I get the message there’s no need to adjust the D.R. scaling slider (although that is what you did in that section of video I mentioned!, in connection with local contrast and clipping. You see, I’m following your teaching, and now you tell me off! ). It’s in the GUI, what’s it for?

Mid grey is clearly important but I’m struggling with it! I have the image before me, and I need to envisage the actual scene when I took the photo, perhaps months ago, and judge what part looked half way between black and white. Then I can sample it on screen. Tricky. So inevitably I go iterative and can’t resist coming back to tweak mid grey or exposure in case that makes it look better (to me).

But thanks again. I really like what filmic does.

to easily move both white and black sliders at the same time, while keeping the ratio consistent.

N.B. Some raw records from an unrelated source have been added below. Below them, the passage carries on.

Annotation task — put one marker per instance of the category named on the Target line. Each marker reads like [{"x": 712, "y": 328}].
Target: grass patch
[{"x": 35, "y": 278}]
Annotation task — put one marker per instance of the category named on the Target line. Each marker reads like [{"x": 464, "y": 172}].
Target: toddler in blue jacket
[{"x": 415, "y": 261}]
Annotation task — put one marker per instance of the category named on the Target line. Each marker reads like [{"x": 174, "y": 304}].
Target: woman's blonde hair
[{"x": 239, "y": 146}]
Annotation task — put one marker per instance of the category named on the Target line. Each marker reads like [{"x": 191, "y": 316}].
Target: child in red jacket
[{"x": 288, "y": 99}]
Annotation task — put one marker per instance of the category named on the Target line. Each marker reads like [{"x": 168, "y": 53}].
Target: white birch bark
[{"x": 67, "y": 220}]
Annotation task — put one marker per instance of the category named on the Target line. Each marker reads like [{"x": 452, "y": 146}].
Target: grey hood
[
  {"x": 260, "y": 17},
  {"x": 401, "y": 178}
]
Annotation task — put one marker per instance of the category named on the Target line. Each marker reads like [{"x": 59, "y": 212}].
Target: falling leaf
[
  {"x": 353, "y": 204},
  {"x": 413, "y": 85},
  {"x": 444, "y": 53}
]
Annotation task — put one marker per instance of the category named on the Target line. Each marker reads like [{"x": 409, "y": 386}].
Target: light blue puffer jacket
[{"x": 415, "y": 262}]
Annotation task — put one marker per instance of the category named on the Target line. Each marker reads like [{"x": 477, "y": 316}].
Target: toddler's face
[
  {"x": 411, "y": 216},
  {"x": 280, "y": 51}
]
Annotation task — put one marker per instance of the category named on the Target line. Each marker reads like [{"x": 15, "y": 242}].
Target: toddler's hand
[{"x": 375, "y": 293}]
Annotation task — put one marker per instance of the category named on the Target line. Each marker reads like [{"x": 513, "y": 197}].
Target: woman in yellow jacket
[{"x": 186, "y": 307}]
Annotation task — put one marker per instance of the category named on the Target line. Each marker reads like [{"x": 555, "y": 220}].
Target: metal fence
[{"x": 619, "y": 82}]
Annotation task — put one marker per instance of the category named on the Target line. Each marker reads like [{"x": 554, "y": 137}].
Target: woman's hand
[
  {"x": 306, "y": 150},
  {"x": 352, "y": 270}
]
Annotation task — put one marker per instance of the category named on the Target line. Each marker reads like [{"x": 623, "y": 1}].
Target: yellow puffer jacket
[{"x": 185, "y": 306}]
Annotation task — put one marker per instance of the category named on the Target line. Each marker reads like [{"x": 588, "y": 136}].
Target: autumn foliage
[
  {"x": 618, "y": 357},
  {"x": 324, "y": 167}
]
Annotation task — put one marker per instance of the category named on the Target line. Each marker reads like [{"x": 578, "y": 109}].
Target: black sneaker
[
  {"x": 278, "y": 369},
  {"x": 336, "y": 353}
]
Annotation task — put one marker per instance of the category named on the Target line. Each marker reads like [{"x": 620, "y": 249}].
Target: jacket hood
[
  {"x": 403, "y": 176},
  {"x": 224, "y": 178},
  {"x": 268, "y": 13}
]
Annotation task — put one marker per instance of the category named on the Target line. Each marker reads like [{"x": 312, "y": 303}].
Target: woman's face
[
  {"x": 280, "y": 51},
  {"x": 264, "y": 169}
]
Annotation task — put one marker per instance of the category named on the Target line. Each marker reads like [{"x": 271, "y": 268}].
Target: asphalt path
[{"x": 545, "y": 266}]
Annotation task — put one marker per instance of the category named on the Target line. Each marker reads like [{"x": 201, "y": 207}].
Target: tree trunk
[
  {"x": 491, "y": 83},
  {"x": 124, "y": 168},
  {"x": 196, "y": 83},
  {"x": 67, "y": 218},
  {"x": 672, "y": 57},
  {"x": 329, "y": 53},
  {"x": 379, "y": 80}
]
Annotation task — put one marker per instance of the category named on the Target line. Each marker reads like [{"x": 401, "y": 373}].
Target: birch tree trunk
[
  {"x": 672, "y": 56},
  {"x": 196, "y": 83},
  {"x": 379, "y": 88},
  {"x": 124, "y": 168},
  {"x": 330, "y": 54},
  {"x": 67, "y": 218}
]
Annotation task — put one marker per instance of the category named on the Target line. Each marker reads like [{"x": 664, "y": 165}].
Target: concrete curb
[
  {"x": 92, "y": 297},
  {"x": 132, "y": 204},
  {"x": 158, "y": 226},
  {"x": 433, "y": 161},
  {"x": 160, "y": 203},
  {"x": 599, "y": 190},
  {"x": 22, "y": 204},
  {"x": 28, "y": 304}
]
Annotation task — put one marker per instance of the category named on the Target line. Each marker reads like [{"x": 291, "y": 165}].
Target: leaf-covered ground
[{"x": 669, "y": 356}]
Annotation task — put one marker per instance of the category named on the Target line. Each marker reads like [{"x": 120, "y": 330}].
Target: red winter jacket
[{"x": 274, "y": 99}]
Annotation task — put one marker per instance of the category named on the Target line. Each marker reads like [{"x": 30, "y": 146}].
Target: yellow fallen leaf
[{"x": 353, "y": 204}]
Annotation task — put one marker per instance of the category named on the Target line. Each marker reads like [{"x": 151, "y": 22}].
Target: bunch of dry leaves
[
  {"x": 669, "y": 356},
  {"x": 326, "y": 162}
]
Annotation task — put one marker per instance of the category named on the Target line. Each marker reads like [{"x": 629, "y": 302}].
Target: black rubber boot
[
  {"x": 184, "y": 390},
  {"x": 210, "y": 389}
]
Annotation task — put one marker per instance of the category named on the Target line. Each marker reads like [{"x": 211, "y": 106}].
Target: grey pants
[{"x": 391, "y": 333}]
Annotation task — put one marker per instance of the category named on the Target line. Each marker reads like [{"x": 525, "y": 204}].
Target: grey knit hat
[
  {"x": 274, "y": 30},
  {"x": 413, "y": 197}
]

set it to 18.45 on both tabs and forget about it :wink:

It’ll take practice. If you’re shooting same type of photos in similar lightning conditions it’ll be easier. If not and like me you’re shooting “anything” then it’ll take time and practice. I find that for conditions I worked previously, my workflow with filmic is significantly faster with more predictable results than any other method (except when filmic fails on me, but then I either don’t try and do other things or leave it for some time in the future)

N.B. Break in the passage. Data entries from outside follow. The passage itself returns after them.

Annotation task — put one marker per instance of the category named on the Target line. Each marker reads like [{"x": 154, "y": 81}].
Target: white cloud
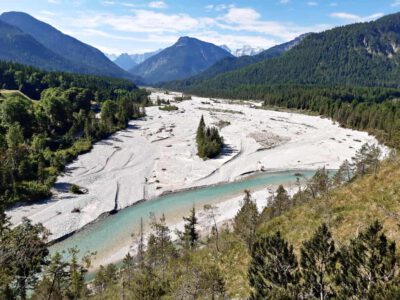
[
  {"x": 241, "y": 15},
  {"x": 396, "y": 3},
  {"x": 108, "y": 3},
  {"x": 219, "y": 7},
  {"x": 143, "y": 21},
  {"x": 158, "y": 4},
  {"x": 355, "y": 18},
  {"x": 247, "y": 19}
]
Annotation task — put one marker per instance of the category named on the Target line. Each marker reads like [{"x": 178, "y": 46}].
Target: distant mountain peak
[
  {"x": 72, "y": 54},
  {"x": 187, "y": 57}
]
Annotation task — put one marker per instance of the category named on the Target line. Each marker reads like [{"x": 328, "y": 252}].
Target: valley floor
[{"x": 157, "y": 155}]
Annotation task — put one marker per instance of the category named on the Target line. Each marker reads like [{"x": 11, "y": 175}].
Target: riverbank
[
  {"x": 157, "y": 155},
  {"x": 111, "y": 237}
]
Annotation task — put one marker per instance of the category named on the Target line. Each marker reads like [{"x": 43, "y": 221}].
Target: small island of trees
[{"x": 209, "y": 141}]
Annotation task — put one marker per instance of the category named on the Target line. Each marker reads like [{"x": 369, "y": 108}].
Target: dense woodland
[
  {"x": 56, "y": 121},
  {"x": 212, "y": 265}
]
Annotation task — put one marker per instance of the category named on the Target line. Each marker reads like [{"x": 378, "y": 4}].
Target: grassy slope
[
  {"x": 9, "y": 93},
  {"x": 347, "y": 211}
]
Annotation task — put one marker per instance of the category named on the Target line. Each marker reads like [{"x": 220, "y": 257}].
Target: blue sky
[{"x": 133, "y": 26}]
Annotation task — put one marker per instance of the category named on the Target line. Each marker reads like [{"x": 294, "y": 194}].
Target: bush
[
  {"x": 75, "y": 189},
  {"x": 169, "y": 108}
]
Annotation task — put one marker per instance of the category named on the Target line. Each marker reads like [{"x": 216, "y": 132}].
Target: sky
[{"x": 133, "y": 26}]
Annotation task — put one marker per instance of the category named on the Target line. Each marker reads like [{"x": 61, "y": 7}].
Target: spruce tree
[
  {"x": 273, "y": 268},
  {"x": 318, "y": 260},
  {"x": 246, "y": 220},
  {"x": 278, "y": 203},
  {"x": 368, "y": 264},
  {"x": 201, "y": 131},
  {"x": 190, "y": 235}
]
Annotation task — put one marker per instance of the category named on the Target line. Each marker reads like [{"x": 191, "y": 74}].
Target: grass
[
  {"x": 347, "y": 210},
  {"x": 4, "y": 94}
]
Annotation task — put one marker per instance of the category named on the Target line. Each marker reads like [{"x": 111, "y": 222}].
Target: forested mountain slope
[
  {"x": 78, "y": 57},
  {"x": 18, "y": 46},
  {"x": 38, "y": 138},
  {"x": 364, "y": 54},
  {"x": 234, "y": 63}
]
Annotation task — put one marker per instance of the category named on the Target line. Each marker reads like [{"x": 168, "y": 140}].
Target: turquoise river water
[{"x": 105, "y": 235}]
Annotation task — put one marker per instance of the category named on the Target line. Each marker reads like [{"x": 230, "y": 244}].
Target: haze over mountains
[
  {"x": 363, "y": 54},
  {"x": 187, "y": 57},
  {"x": 46, "y": 47},
  {"x": 234, "y": 63},
  {"x": 128, "y": 61}
]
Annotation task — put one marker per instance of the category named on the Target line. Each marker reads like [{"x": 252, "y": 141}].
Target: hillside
[
  {"x": 363, "y": 54},
  {"x": 186, "y": 58},
  {"x": 62, "y": 52},
  {"x": 18, "y": 46},
  {"x": 234, "y": 63}
]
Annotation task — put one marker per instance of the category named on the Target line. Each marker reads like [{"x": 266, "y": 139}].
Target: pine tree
[
  {"x": 200, "y": 131},
  {"x": 366, "y": 159},
  {"x": 273, "y": 268},
  {"x": 368, "y": 265},
  {"x": 278, "y": 203},
  {"x": 190, "y": 235},
  {"x": 246, "y": 220},
  {"x": 318, "y": 260}
]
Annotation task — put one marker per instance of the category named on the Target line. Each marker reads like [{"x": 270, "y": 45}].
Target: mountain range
[
  {"x": 128, "y": 61},
  {"x": 245, "y": 50},
  {"x": 234, "y": 63},
  {"x": 187, "y": 57},
  {"x": 27, "y": 40},
  {"x": 362, "y": 54}
]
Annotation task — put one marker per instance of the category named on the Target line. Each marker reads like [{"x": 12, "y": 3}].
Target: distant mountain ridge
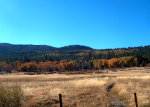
[
  {"x": 20, "y": 47},
  {"x": 13, "y": 52}
]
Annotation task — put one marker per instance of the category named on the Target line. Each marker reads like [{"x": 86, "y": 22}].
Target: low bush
[{"x": 11, "y": 95}]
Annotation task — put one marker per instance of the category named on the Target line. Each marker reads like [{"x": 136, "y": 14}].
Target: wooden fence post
[
  {"x": 135, "y": 97},
  {"x": 60, "y": 100}
]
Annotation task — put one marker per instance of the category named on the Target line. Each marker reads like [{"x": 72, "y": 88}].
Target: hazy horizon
[{"x": 99, "y": 24}]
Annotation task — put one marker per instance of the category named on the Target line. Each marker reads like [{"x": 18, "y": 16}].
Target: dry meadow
[{"x": 105, "y": 89}]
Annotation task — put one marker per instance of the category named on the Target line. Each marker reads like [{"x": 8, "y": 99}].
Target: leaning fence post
[
  {"x": 135, "y": 97},
  {"x": 60, "y": 100}
]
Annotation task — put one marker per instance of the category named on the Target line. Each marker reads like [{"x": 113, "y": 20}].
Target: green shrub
[{"x": 11, "y": 95}]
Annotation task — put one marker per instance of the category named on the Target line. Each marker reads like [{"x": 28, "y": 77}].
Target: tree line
[{"x": 74, "y": 65}]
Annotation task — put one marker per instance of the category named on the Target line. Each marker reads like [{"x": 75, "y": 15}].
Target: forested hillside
[{"x": 68, "y": 58}]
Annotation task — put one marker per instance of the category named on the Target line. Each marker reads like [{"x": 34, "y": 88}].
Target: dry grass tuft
[{"x": 11, "y": 95}]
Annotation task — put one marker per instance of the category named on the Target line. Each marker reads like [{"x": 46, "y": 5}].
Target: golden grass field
[{"x": 104, "y": 89}]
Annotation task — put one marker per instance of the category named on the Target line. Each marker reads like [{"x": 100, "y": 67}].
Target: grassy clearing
[
  {"x": 11, "y": 95},
  {"x": 88, "y": 90}
]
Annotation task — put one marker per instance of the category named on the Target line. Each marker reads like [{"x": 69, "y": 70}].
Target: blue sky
[{"x": 96, "y": 23}]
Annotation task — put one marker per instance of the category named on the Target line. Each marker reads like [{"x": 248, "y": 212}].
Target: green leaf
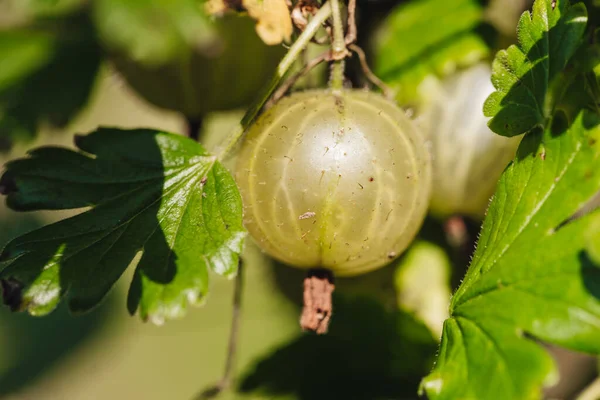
[
  {"x": 422, "y": 281},
  {"x": 155, "y": 197},
  {"x": 32, "y": 9},
  {"x": 408, "y": 50},
  {"x": 532, "y": 275},
  {"x": 154, "y": 32},
  {"x": 46, "y": 75},
  {"x": 523, "y": 73}
]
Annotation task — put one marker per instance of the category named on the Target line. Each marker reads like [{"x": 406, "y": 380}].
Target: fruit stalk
[
  {"x": 338, "y": 47},
  {"x": 284, "y": 65}
]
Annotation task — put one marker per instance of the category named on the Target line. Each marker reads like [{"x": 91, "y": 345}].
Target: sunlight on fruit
[{"x": 340, "y": 182}]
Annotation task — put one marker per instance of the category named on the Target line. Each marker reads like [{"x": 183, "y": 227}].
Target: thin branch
[
  {"x": 226, "y": 379},
  {"x": 284, "y": 65},
  {"x": 387, "y": 91},
  {"x": 194, "y": 126},
  {"x": 338, "y": 48},
  {"x": 288, "y": 83},
  {"x": 351, "y": 34}
]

The dynamic range scaling factor is only a way to quickely adjust scene white and black in a symmetrical way and at the same time, as a shortcut. It is mostly useful when you use the auto-tuning and don’t have true white to sample in your image, so you give some safety margin to the tuning (which tries to match max(RGB) in the picture to pure white). Of course you can decide to clip white or black past a certain threshold if you decide there is no important detail in there and that preserving the local contrast is more important.

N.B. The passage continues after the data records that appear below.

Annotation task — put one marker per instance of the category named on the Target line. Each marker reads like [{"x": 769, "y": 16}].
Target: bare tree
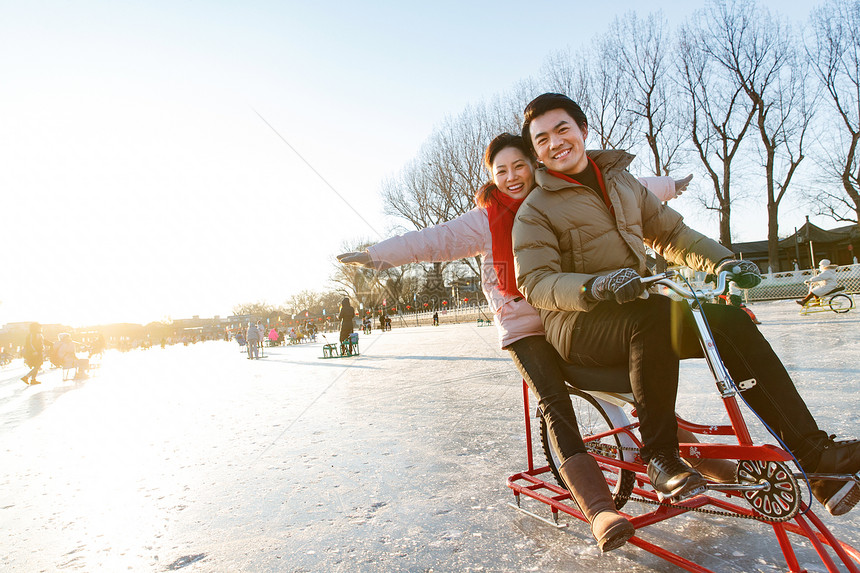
[
  {"x": 718, "y": 112},
  {"x": 440, "y": 183},
  {"x": 757, "y": 49},
  {"x": 834, "y": 52},
  {"x": 642, "y": 50},
  {"x": 601, "y": 90}
]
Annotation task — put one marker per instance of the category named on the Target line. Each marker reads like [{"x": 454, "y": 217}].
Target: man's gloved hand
[
  {"x": 621, "y": 286},
  {"x": 681, "y": 184},
  {"x": 362, "y": 258},
  {"x": 744, "y": 273}
]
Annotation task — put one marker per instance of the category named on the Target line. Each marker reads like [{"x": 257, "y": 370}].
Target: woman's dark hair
[
  {"x": 500, "y": 142},
  {"x": 548, "y": 102}
]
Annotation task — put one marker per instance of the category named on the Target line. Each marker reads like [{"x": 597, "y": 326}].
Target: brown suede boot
[
  {"x": 588, "y": 488},
  {"x": 720, "y": 471}
]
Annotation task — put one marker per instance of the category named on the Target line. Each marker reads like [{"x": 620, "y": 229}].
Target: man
[{"x": 579, "y": 245}]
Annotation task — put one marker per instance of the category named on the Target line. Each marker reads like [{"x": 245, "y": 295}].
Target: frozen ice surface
[{"x": 197, "y": 459}]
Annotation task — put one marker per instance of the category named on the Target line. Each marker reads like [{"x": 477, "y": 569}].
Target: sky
[{"x": 160, "y": 160}]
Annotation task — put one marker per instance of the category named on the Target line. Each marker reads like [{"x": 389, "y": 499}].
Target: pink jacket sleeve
[{"x": 465, "y": 236}]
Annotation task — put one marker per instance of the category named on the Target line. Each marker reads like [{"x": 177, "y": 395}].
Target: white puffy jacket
[{"x": 469, "y": 235}]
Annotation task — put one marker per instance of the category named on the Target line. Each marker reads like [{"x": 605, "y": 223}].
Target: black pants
[
  {"x": 651, "y": 335},
  {"x": 538, "y": 363}
]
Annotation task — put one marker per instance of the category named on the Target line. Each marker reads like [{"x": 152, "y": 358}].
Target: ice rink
[{"x": 197, "y": 459}]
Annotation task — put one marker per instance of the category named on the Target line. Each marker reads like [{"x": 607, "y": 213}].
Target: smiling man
[{"x": 579, "y": 247}]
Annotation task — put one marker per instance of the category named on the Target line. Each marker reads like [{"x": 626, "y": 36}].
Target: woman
[{"x": 486, "y": 231}]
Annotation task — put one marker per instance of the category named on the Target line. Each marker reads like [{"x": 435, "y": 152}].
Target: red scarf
[
  {"x": 599, "y": 182},
  {"x": 501, "y": 210}
]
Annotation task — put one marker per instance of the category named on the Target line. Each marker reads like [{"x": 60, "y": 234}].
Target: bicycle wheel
[
  {"x": 591, "y": 418},
  {"x": 841, "y": 303}
]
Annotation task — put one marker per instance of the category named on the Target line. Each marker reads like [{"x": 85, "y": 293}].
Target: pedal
[
  {"x": 746, "y": 384},
  {"x": 664, "y": 498}
]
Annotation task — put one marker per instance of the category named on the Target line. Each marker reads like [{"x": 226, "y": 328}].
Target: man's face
[{"x": 559, "y": 142}]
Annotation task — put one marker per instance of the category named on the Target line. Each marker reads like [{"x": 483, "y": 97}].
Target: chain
[
  {"x": 612, "y": 449},
  {"x": 756, "y": 517}
]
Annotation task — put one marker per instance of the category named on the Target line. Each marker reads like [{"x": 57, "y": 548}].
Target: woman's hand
[
  {"x": 681, "y": 184},
  {"x": 362, "y": 259}
]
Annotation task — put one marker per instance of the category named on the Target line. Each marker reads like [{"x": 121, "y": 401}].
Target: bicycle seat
[{"x": 615, "y": 379}]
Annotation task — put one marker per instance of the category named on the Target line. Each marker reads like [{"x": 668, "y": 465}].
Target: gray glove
[
  {"x": 744, "y": 273},
  {"x": 362, "y": 259},
  {"x": 623, "y": 285}
]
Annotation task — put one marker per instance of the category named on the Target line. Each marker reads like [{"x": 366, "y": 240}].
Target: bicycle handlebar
[{"x": 664, "y": 279}]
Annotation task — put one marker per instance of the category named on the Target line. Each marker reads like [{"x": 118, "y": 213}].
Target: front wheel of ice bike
[
  {"x": 841, "y": 303},
  {"x": 592, "y": 419}
]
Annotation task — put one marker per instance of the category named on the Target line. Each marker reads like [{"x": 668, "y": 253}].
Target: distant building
[{"x": 807, "y": 246}]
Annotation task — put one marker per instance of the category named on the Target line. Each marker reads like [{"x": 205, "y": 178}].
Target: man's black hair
[{"x": 548, "y": 102}]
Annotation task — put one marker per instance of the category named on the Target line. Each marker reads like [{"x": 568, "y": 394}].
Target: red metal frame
[{"x": 805, "y": 524}]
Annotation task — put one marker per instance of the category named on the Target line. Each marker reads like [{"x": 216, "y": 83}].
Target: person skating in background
[
  {"x": 252, "y": 339},
  {"x": 346, "y": 318},
  {"x": 34, "y": 348},
  {"x": 486, "y": 231},
  {"x": 821, "y": 284}
]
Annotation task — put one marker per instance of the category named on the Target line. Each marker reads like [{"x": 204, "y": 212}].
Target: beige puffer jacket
[{"x": 564, "y": 235}]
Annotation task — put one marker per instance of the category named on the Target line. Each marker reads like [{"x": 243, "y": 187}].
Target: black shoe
[
  {"x": 672, "y": 478},
  {"x": 838, "y": 497}
]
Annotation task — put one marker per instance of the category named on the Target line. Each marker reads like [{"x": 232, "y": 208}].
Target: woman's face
[{"x": 513, "y": 173}]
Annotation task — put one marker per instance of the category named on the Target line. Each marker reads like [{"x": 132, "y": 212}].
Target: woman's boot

So force yourself to set the exposure with filmic disabled, set darktable to the grey theme (which is middle grey display-referred), and adjust the image exposure so the average brightness matches approximately the grey UI. Then setup the white and black mapping in filmic.

Middle grey setting is just a mean to an end : it’s intended to provide a reference for a good, legible, average exposure in the picture. Don’t put too much meaning in it, and don’t try to edit by the numbers. If it looks good, it’s good, middle grey or not.

Then, as @johnny-bit said, let grey = 18% on scene and display, and don’t bother.